Em março de 1988, o prefeito da cidade de Roma, Nicola Signorello, enviou correspondência ao Governador José Aparecido de Oliveira comunicando a impossibilidade de vir a Brasília para as festividades de 21 de abril – data de aniversário de inauguração da jovem Capital, em 1960, e da lendária fundação de Roma, em 753 a.C. – porque teria que receber, no mesmo dia, o Rei Juan Carlos da Espanha, a quem seria outorgado um título honorífico.

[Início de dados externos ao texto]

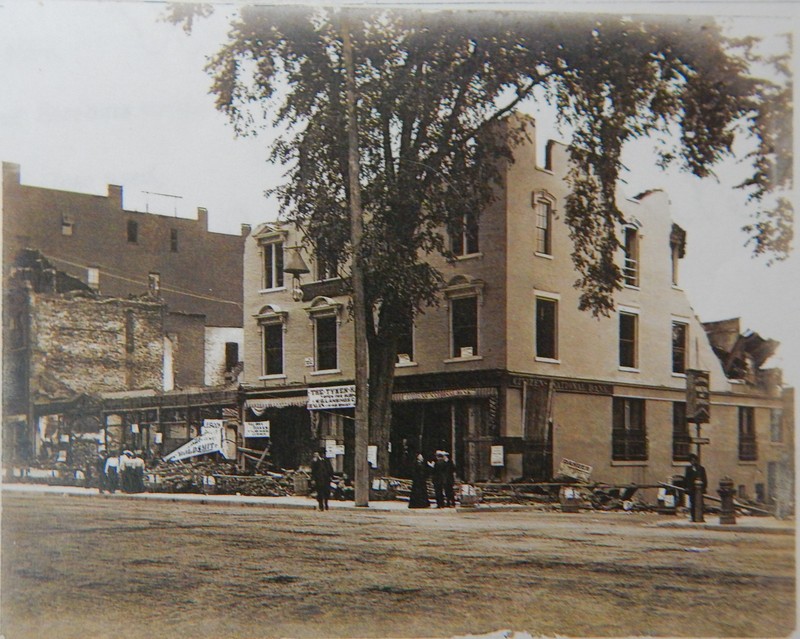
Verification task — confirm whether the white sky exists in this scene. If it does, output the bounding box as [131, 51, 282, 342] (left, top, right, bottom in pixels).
[0, 0, 800, 385]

A homenagem do povo romano para Brasília, inscrita no papel, sela a amizade e a afinidade cultural entre as duas capitais e celebra o sonho comum de um futuro de paz e prosperidade:
Senhor Governador,
Tenho o prazer de enviar, por intermédio de Vossa Excelência, a calorosa saudação do Capitólio e da cidadania romana, além da minha própria, aos cidadãos de Brasília, neste dia em que celebramos a fundação de nossas duas cidades.
Brasília e Roma: duas capitais profundamente diferentes, mas unidas pela comum latinidade que as liga e as torna inconfundíveis.
Duas capitais diferentes, dizia: Brasília, jovem metrópole projetada para o futuro, nascida pela vontade do iluminado Presidente Kubitschek, declarada recentemente pela UNESCO Patrimônio Cultural da Humanidade; Roma, plurimilenar, pátria comum de todos os povos, cujo nascimento se perde na lenda, vinculadas entre si por uma idêntica vontade de trabalhar pela paz.
Roma recorda a grande satisfação com que acolheu a notícia do nascimento de Brasília, que se quis, significativamente, fazer coincidir com o dia de sua fundação – 21 de abril.
São transcorridos apenas 28 anos desde então, mas profundos laços culturais e de amizade, consolidados com o decorrer dos anos, fazem com que as nossas duas cidades se considerem estreitamente ligadas.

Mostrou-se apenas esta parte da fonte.